I spent part of my convalescence from a recent illness reading some of the comprehensive timelines of the Russia investigation (which indicates, I suppose, a sickness of another sort). One, compiled by Politico, runs to nearly 12,000 words — an almost book-length account of stupidity, cynicism, hubris and corruption at the highest levels of American politics.
The cumulative effect on the reader is a kind of nausea no pill can cure. Most recently, we learned about Donald Trump Jr.’s direct communications with WikiLeaks — which CIA Director Mike Pompeo has called a “hostile intelligence service helped by Russia” — during its efforts to produce incriminating material on Hillary Clinton during the 2016 election. But this is one sentence in an epic of corruption. There is the narrative of a campaign in which high-level operatives believed Russian espionage could help secure the American presidency and acted on that belief. There is the narrative of deception to conceal the nature and extent of Russian ties. And there is the narrative of a president attempting to prevent or shut down the investigation of those ties and soliciting others for help in that task.
In all of this, there is a spectacular accumulation of lies.
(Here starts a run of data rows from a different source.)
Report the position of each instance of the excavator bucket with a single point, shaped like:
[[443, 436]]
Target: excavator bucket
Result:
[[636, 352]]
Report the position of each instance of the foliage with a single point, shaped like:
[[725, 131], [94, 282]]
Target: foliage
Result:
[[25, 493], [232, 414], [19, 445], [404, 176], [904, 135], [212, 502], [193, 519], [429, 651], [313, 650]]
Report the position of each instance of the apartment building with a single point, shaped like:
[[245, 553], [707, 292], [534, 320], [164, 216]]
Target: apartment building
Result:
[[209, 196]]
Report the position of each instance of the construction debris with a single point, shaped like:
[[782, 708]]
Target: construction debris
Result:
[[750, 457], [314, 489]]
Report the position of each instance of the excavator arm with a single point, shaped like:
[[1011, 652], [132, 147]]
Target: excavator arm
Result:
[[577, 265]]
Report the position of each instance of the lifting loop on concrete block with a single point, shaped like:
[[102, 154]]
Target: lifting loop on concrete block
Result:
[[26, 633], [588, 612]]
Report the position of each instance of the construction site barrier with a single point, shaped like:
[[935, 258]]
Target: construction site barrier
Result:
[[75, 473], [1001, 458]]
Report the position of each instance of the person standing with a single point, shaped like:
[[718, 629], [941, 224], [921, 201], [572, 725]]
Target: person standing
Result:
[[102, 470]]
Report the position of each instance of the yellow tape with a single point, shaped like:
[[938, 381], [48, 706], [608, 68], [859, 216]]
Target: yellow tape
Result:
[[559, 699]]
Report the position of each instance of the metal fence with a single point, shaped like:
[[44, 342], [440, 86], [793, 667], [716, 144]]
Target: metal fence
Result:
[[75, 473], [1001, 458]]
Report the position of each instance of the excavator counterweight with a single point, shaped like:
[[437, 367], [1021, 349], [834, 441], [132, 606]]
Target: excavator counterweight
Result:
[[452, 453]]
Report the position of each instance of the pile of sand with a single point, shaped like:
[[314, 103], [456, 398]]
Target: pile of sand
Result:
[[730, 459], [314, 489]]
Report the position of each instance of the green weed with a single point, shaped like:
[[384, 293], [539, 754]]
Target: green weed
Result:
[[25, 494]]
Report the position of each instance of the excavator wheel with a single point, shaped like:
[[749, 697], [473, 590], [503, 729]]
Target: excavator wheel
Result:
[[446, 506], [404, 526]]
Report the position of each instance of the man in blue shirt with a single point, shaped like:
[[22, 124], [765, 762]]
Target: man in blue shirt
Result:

Lies on disclosure forms. Lies at confirmation hearings. Lies on Twitter. Lies in the White House briefing room. Lies to the FBI. Self-protective lies by the attorney general. Blocking and tackling lies by Vice President Pence. This is, with a few exceptions, a group of people for whom truth, political honor, ethics and integrity mean nothing.
What are the implications? Trump and others in his administration are about to be hit by a legal tidal wave. We look at the Russia scandal and see lies. A skilled prosecutor sees leverage. People caught in criminal violations make more cooperative witnesses. Robert Mueller and his A-team of investigators have plenty of stupidity and venality to work with. They are investigating an administration riven by internal hatreds — also the prosecutor’s friend. And Trump has already alienated many potential allies in a public contest between himself and Mueller. A number of elected Republicans, particularly in the Senate, would watch this showdown with popcorn.
But the implications of all this are not only legal and political. We are witnessing what happens when right-wing politics becomes untethered from morality and religion.
What does public life look like without the constraining internal force of character — without the firm ethical commitments often (though not exclusively) rooted in faith? It looks like a presidential campaign unable to determine right from wrong and loyalty from disloyalty. It looks like an administration engaged in a daily assault on truth and convinced that might makes right. It looks like the residual scum left from retreating political principle — the worship of money, power and self-promoted fame. The Trumpian trinity.
But also: Power without character looks like the environment for women at Fox News during the reigns of Roger Ailes and Bill O’Reilly — what former network host Andrea Tantaros called “a sex-fueled, Playboy Mansion-like cult, steeped in intimidation, indecency and misogyny.” It looks like Breitbart’s racial transgressiveness, providing permission and legitimacy to the alt-right. It looks like the cruelty and dehumanization practiced by Dinesh D’Souza, dismissing the tears and trauma of one Roy Moore accuser as a “performance.” And it looks like the Christian defense of Moore, which has ceased to be recognizably Christian.
This may be the greatest shame of a shameful time. What institution, of all institutions, should be providing the leaven of principle to political life? What institution is specifically called on to oppose the oppression of children, women and minorities, to engage the world with civility and kindness, to prepare its members for honorable service to the common good?
A hint: It is the institution that is currently — in some visible expressions — overlooking, for political reasons, credible accusations of child molestation. Some religious leaders are willing to call good evil, and evil good, in service to a different faith — a faith defined by their political identity. This is heresy at best; idolatry at worst.
Most Christians, of course, are not actively supporting Moore. But how many Americans would identify evangelical Christianity as a prophetic voice for human dignity and moral character on the political right? Very few. And they would be wrong.
Many of the people who should be supplying the moral values required by self-government have corrupted themselves. The Trump administration will be remembered for many things. The widespread, infectious corruption of institutions and individuals may be its most damning legacy.